Es war ein kühler, windiger Tag, als der Baal Schem Tow in seine Kutsche stieg. Wie üblich ließ er die Pferde laufen, wohin sie wollten. Sie sollten ihren Herrn in ein kleines Dorf bringen, wo der Zadik seine Mitjuden mit seiner Begeisterung für G-tt anstecken wollte. Bald hielten die Pferde in einem Weiler, der sich mitten in einem dichten Wald befand und von bestellten Feldern umgeben war.

Die Juden in diesem Ort arbeiteten hart, wussten wenig über die Tora und hatten jeden Tag nur ein paar Minuten Zeit für ihre Gebete, die sie kaum verstanden. Der Baal Schem Tow empfand Liebe und Mitleid für diese Juden. Darum unternahm er solche Reisen. Er wollte diesen Menschen spirituelles Licht bringen und ihre Gedanken zu G-tt führen.

Ein Dorfbewohner war allerdings ein reicher Grundbesitzer, der an eben diesem Tag die Bar Mizwa seines Sohnes feierte. Als der Mann hörte, dass ein berühmter Zadik angekommen sei, spannte er rasch die Pferde vor den Wagen und fuhr zu ihm, um ihn zur großen Feier zu geleiten.

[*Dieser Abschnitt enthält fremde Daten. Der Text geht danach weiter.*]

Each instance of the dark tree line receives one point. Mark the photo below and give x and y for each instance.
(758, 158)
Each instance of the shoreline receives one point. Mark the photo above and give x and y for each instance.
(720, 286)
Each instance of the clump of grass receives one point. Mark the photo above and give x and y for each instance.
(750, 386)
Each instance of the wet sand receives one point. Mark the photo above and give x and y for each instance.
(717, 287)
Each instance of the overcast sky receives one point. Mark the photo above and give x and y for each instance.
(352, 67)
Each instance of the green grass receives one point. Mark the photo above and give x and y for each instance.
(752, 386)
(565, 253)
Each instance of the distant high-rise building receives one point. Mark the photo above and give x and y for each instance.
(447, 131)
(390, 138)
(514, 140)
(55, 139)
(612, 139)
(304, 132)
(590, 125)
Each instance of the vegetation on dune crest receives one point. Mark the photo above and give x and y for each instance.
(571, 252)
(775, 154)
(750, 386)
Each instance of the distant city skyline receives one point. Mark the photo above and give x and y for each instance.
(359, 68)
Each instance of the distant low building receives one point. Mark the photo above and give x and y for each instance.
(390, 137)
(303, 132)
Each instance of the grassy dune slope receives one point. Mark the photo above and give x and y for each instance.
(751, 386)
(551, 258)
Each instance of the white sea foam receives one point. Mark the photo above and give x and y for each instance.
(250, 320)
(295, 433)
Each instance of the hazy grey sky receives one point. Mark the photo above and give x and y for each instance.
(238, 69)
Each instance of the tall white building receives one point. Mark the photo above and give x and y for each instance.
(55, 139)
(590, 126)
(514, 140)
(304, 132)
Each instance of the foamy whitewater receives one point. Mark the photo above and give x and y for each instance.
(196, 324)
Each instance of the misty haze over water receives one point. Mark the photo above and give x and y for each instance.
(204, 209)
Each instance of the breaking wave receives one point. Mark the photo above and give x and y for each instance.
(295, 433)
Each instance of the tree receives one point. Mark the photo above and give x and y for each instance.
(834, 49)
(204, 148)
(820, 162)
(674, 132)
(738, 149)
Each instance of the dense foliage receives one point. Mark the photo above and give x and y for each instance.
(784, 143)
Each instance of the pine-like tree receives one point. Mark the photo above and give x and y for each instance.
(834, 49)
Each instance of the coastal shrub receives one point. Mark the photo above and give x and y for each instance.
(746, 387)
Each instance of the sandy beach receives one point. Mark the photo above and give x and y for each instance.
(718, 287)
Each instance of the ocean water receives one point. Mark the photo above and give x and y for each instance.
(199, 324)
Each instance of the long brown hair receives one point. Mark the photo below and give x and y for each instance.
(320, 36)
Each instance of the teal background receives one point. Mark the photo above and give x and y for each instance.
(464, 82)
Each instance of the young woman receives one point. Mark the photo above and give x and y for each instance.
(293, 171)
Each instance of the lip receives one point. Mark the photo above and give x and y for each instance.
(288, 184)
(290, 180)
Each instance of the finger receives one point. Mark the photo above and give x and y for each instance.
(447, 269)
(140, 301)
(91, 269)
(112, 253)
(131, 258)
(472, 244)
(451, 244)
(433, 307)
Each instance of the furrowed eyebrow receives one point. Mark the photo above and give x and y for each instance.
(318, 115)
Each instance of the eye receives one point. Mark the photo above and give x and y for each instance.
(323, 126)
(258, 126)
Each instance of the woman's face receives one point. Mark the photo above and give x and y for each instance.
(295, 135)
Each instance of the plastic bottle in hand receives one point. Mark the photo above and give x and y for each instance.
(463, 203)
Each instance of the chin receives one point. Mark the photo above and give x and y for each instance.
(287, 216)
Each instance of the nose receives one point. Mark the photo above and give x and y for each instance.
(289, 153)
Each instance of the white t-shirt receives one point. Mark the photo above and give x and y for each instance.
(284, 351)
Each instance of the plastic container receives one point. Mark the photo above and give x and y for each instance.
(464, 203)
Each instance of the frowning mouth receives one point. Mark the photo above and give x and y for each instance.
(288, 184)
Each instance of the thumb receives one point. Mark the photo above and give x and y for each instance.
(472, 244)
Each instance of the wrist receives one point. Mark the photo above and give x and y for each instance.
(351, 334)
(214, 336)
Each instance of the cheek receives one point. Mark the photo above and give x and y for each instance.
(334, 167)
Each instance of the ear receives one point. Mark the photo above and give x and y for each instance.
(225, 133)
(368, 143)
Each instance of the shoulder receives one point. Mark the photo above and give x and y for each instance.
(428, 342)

Der Baal Schem Tow nahm am Kopfende des Tisches Platz und wurde ehrerbietig begrüßt. Aber seine Blicke wanderten zu den gefurchten Gesichtern und schwieligen Händen der jüdischen Bauern, die ebenfalls eingeladen waren. Er erzählte wundersame Geschichten und Gleichnisse aus dem Midrasch und fesselte damit die Anwesenden. Dann begann er mit seiner wohlklingenden Stimme karpatische Lieder zu singen, wie die jungen Viehhüter sie auf den Bergweiden zum Besten gaben. Es war anrührend, wie die traurigen und erschöpften Gesichter der Bauern sich aufhellten, während ihnen Tränen über die Wangen liefen.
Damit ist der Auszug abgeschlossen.